Par Atul Bhatia, CFA

Les marchés boursiers mondiaux ont connu une forte volatilité cette semaine ; en effet, plusieurs grands indices, dont l’indice S&P 500, ont perdu plus de 10 % par rapport aux derniers sommets durant la négociation intraséance.

Un ensemble de facteurs ont accentué la pression de vente, dont les craintes soutenues concernant l’inflation, l’incertitude découlant des répercussions possibles de la transition de la Fed vers une politique monétaire moins accommodante, la prise de bénéfices à la suite de la très forte hausse des actions observée depuis près de deux ans, ainsi que les tensions géopolitiques.

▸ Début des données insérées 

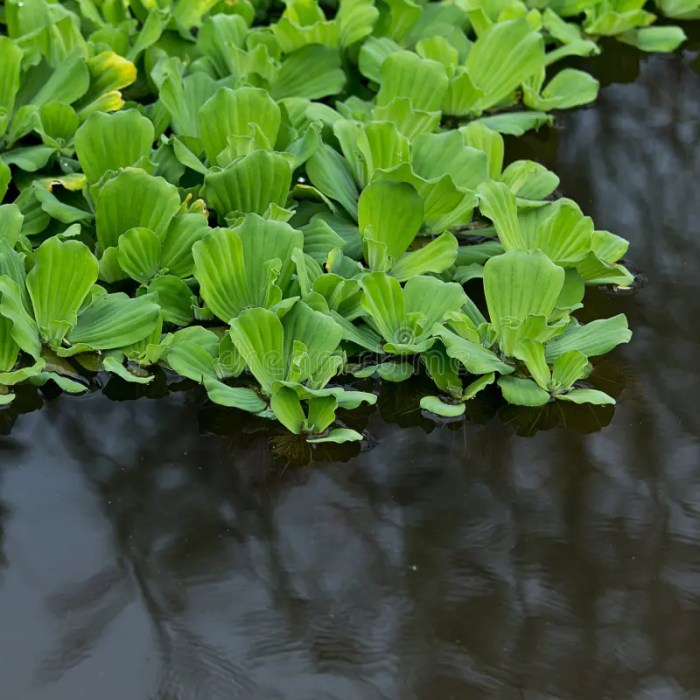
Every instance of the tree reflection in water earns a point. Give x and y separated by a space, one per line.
160 549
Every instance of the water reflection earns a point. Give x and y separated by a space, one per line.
161 549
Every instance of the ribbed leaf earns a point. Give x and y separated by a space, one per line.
435 405
134 199
436 256
384 302
435 155
502 57
244 112
497 202
422 81
59 282
313 72
259 337
139 254
330 173
115 321
522 392
112 141
389 216
184 231
250 184
519 284
594 338
569 368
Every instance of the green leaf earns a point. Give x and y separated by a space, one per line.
134 199
568 88
529 179
321 414
566 235
175 299
176 253
519 284
531 353
5 178
30 159
497 203
405 74
259 338
313 72
115 321
370 147
10 65
656 39
522 392
56 209
112 141
435 405
436 256
247 266
389 216
234 397
24 328
384 303
59 282
478 385
568 368
475 357
356 19
246 113
250 184
435 155
516 123
330 173
338 436
502 58
139 254
593 396
477 135
594 338
114 365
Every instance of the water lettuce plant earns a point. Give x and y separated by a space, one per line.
275 200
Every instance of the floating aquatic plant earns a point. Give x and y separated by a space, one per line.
269 200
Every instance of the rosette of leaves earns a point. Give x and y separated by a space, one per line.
293 359
52 79
561 231
57 306
531 341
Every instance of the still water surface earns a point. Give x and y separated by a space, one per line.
160 550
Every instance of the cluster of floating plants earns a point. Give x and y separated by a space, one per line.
269 199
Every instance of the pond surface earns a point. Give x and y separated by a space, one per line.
160 550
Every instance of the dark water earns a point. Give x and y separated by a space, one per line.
160 550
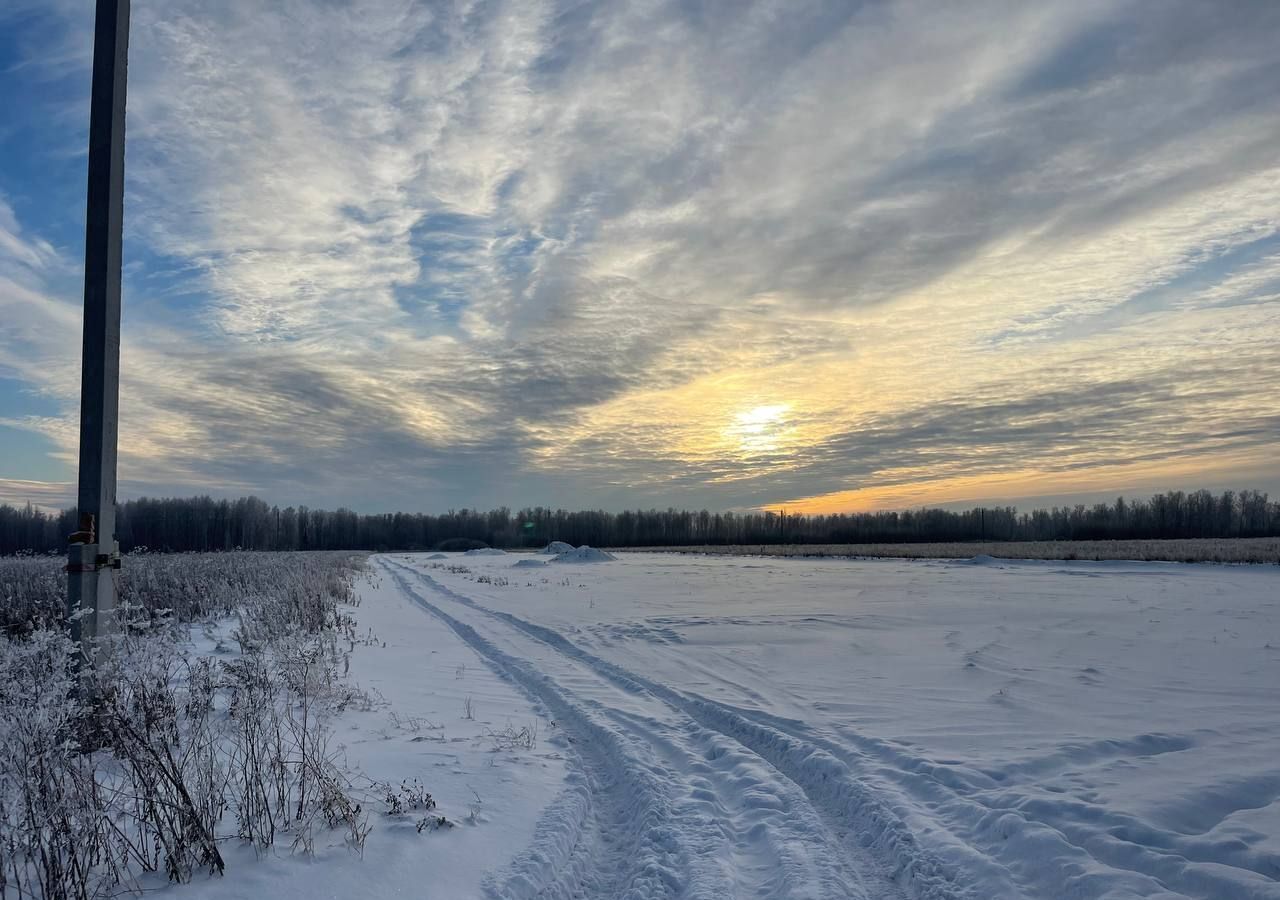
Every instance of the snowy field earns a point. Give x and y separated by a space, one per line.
734 727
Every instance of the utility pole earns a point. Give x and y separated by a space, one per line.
94 552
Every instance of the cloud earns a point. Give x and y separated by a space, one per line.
392 254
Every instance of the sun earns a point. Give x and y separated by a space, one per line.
757 430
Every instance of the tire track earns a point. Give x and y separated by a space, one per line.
862 835
721 821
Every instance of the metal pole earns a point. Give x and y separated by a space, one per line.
94 551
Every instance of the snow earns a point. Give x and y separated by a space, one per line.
584 553
420 680
880 729
890 729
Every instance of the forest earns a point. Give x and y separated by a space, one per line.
250 522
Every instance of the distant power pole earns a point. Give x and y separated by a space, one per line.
94 552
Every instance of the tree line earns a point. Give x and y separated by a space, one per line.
206 524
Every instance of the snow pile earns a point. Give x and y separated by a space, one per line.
584 553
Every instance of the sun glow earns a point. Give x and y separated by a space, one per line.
758 430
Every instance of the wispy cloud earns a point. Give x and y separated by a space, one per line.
393 254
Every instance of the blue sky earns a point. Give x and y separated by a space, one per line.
827 255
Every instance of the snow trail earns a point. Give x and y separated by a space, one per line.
734 808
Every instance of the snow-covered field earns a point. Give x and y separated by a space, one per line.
732 727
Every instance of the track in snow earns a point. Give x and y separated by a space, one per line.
676 795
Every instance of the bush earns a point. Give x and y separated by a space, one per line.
460 544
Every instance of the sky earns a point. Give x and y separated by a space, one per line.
826 256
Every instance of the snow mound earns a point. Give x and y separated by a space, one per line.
584 553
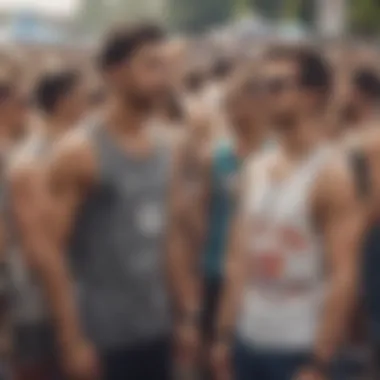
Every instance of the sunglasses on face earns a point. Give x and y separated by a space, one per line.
194 81
279 85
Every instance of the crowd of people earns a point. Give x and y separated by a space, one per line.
166 216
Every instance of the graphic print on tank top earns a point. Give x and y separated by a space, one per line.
117 249
285 290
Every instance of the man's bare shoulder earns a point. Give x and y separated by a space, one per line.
22 164
261 159
367 140
74 151
336 181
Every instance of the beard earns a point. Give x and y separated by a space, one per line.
285 121
140 102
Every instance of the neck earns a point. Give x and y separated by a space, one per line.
366 114
247 144
124 118
298 142
56 126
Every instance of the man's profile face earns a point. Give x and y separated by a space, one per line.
144 77
284 92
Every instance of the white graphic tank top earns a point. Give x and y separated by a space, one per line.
285 289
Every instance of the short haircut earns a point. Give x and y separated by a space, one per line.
221 68
52 87
367 82
121 43
314 71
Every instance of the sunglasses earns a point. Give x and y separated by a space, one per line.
276 86
194 81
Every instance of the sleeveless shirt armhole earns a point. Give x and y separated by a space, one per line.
359 165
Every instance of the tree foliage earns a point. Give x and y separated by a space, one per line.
199 15
365 16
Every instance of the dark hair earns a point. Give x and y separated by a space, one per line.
6 90
121 43
367 82
221 68
194 81
314 71
52 87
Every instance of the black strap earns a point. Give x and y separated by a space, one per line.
361 170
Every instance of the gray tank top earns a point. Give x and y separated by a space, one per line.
118 247
28 306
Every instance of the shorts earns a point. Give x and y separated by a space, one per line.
146 361
250 363
212 291
33 343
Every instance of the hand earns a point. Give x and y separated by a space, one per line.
221 361
187 343
309 373
80 361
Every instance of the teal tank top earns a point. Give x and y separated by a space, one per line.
225 165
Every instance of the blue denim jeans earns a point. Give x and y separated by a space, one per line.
250 363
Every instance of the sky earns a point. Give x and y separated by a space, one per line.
57 7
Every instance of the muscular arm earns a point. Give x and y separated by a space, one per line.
182 260
235 273
31 200
343 222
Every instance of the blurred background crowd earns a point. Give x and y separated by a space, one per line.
209 42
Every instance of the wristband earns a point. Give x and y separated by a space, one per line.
319 365
224 336
190 318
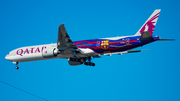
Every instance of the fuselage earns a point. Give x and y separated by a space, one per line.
99 46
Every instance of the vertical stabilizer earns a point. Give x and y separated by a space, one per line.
150 24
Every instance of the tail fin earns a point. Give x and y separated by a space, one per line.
150 24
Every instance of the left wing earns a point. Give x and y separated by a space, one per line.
120 53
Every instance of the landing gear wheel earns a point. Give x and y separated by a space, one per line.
17 67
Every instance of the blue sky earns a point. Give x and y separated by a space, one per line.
151 75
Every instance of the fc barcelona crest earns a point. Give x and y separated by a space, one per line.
105 44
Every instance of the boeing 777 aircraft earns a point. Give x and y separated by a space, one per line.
81 52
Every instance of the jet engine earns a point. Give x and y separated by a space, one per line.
74 63
50 52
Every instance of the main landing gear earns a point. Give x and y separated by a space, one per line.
86 61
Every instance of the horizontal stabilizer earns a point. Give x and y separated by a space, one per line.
146 35
166 40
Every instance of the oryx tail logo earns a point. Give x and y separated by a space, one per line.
105 44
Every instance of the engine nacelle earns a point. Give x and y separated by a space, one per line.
74 63
50 52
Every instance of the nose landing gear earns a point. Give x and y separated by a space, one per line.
89 63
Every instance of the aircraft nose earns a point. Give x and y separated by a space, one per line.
7 57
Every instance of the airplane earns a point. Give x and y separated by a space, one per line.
81 52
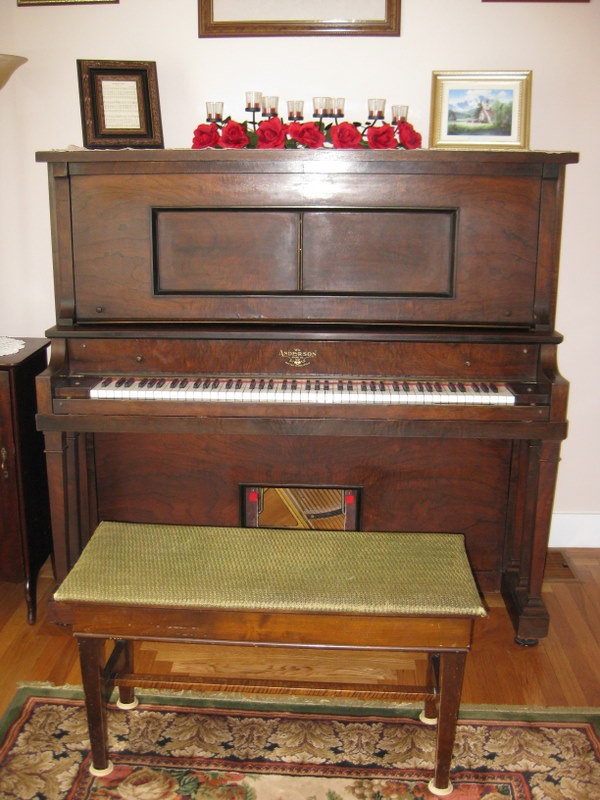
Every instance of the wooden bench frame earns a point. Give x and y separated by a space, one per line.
445 638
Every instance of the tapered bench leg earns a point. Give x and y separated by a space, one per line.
451 672
127 699
91 656
429 713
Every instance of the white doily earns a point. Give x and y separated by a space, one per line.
9 346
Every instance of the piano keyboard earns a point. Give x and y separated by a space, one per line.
303 390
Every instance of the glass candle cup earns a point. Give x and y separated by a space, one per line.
295 109
322 106
270 105
253 101
399 114
338 106
214 111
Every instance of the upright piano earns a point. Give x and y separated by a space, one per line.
376 321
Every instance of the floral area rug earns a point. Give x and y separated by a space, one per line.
182 747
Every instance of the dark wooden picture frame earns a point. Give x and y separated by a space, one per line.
119 104
211 25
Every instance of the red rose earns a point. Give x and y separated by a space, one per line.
271 134
408 136
381 137
205 136
307 134
234 135
345 136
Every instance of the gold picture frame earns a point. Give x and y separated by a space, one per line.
249 18
119 104
480 110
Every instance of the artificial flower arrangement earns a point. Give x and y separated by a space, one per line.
274 134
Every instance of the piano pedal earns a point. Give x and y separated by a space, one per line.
522 642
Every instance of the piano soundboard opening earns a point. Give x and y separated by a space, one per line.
313 507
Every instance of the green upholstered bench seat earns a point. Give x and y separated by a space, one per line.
274 570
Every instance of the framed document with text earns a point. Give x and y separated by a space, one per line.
119 104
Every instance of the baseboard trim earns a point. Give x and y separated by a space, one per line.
575 530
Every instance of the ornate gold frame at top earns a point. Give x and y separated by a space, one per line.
61 2
208 26
445 81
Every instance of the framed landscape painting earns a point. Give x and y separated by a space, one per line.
485 110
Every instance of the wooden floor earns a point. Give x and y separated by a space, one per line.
562 670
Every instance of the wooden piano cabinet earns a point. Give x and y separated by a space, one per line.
25 539
435 266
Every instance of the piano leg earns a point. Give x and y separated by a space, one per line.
522 587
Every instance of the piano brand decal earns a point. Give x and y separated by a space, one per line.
297 357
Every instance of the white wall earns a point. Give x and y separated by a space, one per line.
560 42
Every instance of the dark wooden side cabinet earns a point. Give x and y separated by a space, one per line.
25 537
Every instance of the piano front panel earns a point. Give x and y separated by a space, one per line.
412 250
405 484
327 353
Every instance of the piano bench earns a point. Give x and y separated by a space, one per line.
314 589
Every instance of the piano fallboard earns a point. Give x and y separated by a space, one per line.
418 274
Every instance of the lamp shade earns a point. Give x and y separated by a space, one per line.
8 64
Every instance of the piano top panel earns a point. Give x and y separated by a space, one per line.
480 161
402 237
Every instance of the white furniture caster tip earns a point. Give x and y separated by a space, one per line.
99 773
128 706
439 792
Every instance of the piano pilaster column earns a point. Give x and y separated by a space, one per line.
63 466
523 592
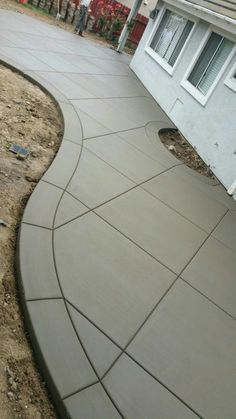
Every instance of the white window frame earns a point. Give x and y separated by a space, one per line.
200 97
230 81
154 54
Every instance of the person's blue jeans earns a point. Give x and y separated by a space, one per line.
81 21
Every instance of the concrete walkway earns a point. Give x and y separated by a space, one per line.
126 257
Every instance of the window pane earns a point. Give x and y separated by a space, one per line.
159 32
170 36
181 42
215 66
210 62
204 59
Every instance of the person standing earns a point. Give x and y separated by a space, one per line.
83 10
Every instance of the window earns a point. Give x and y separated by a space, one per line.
231 79
215 53
210 62
169 38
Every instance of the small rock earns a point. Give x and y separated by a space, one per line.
30 179
10 395
20 157
172 148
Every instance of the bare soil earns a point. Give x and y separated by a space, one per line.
28 117
175 142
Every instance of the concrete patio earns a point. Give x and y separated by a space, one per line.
126 258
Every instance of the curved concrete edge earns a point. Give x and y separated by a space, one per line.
37 353
70 144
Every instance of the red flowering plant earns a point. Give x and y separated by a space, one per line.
109 19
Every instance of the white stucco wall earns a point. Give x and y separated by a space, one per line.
211 129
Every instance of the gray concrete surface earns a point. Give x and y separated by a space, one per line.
128 269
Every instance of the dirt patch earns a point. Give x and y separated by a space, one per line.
175 142
28 117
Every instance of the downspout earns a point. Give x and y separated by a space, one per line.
128 24
232 190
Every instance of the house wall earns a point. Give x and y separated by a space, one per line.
146 7
210 128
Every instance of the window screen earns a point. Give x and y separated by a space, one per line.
170 36
210 62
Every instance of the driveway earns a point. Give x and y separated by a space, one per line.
126 258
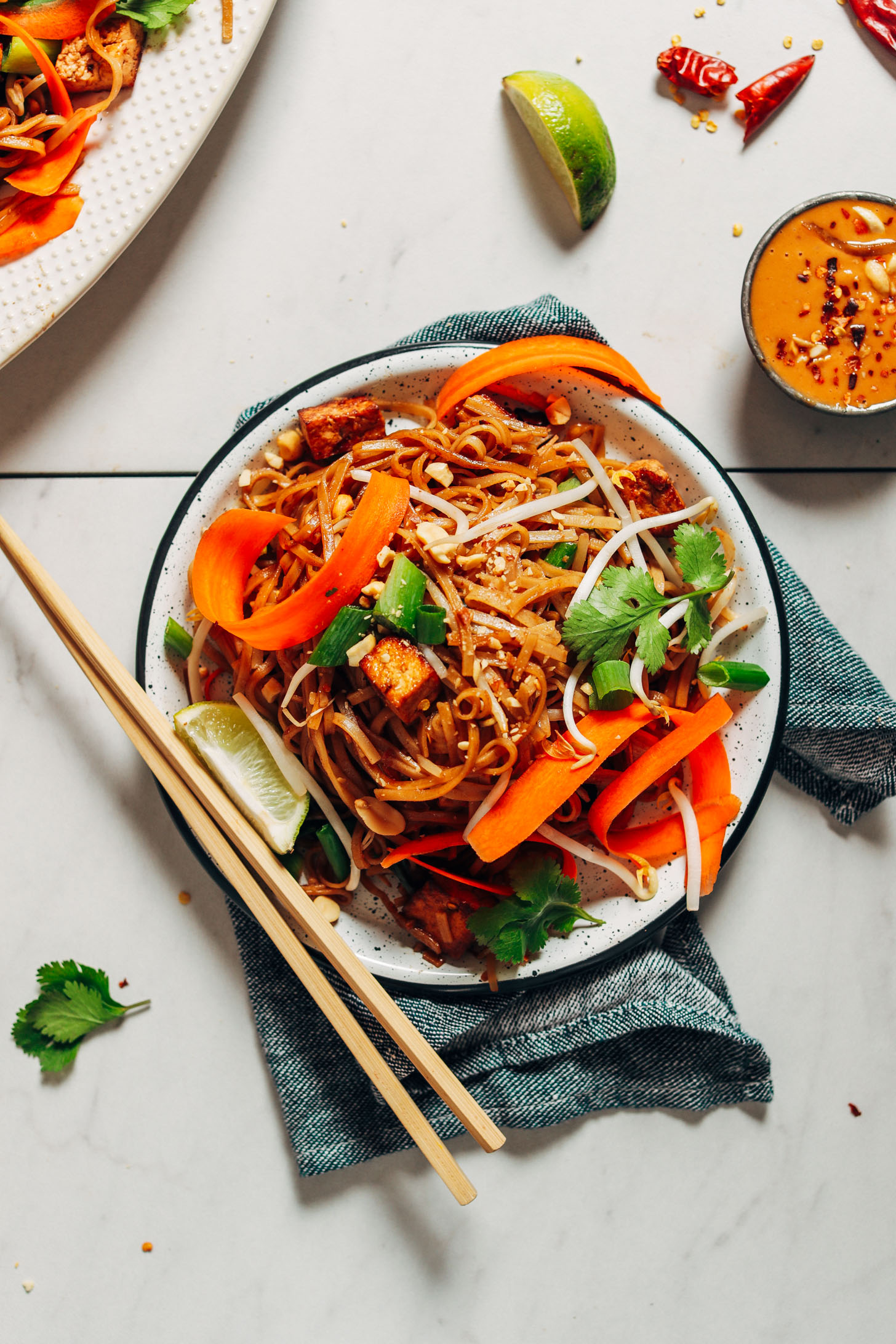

Les attentes de hausse des taux plombent les actions

Le graphique linéaire compare le niveau de l’indice S&P 500 et le taux des fonds
                fédéraux dans six mois d’après les contrats à terme.

Le graphique linéaire compare le niveau de l’indice S&P 500 et le taux des fonds fédéraux dans six mois d’après les contrats à terme. Les contrats à terme indiquent que les attentes du marché doublent presque pour ce qui est des prévisions dans six mois en 2022 et un recul simultané de près de 10 % du S&P 500 depuis le début de l’année.


Indice S&P 500 (g.)

Taux effectif des fonds fédéraux dans six mois d’après les contrats à terme (d.)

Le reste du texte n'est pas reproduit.